At the risk of invoking a cliche, our education system is a bit like a painkiller junkie who just had his wisdom teeth pulled. In the long term, we probably want to wean the patient off drugs. In the short term, the patient happens to be in dire need of some drugs.

Perhaps more troubling than this overwrought analogy is that Thompson dismisses my complaint that the $23 billion bailout would, in addition to being educationally worthless, add to our staggering national debt.  $23 billion, Thompson essentially says, is just too small a piece of federal change to complain about its debt implications.

“Well,” he writes, “if we’re playing the put-it-in-context game, $23 billion is ‘only’ 0.6% of the 2010 budget. An unfortunate bailout, perhaps, but hardly catastrophic…”

OK. If the game we’re supposed to be playing is the “this-expenditure-isn’t-all-that-big” game, then we can forget about ever cutting the $13 trillion debt. Heck, the Defense Department’s budget in FY 2010 was “only” about $693 billion, a mere 5.3 percent of the national debt.

Joining the bailout defense today is White House Council of Economic Advisors chair Christina Romer, who pushes for it in the Washington Post.

In addition to repeating the usual, now thoroughly debunked proclamations of impending educational disaster, Romer rolls out boilerplate about the government needing to maintain high employment in order to keep people spending and paying taxes:

Because unemployed teachers have to cut back on spending, local businesses and overall economic activity suffer. And the costs of decreased learning time and support for students will be felt not just in the next year or two but will reduce our productivity for decades to come…

Furthermore, by preventing layoffs, we would save on unemployment insurance payments, food stamps and COBRA subsidies for health insurance, and we would maintain tax revenue.

Given the at-best highly dubious short-term positive effects of the “stimulus,” it is hard to believe that too many people at this point will find these arguments persuasive. Worse yet, Romer glosses right over the fact that the mammoth debt will eventually have to be repaid, and that that will have huge negative effects for local businesses and everyone else as their money goes from useful pursuits to government debt repayment.
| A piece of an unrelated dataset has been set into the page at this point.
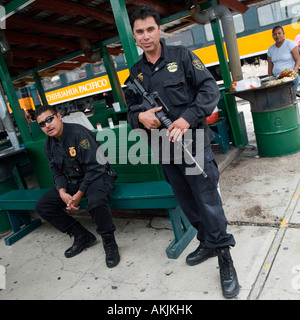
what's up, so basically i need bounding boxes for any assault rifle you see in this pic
[126,74,207,178]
In light of how flaccid the arguments are for the bailout, it’s really no surprise that the Obama administration is sending mixed signals about how much it really wants the rescue. By offering some support – including having the Education Secretary appear at the launch of the NEA’s PR blitz – the administration keeps on the good side of the teachers unions. But by not going all out, the administration doesn’t end up too closely connected to a debt-be-damned expenditure that neither addresses a real emergency, nor has any meaningful connection to education quality.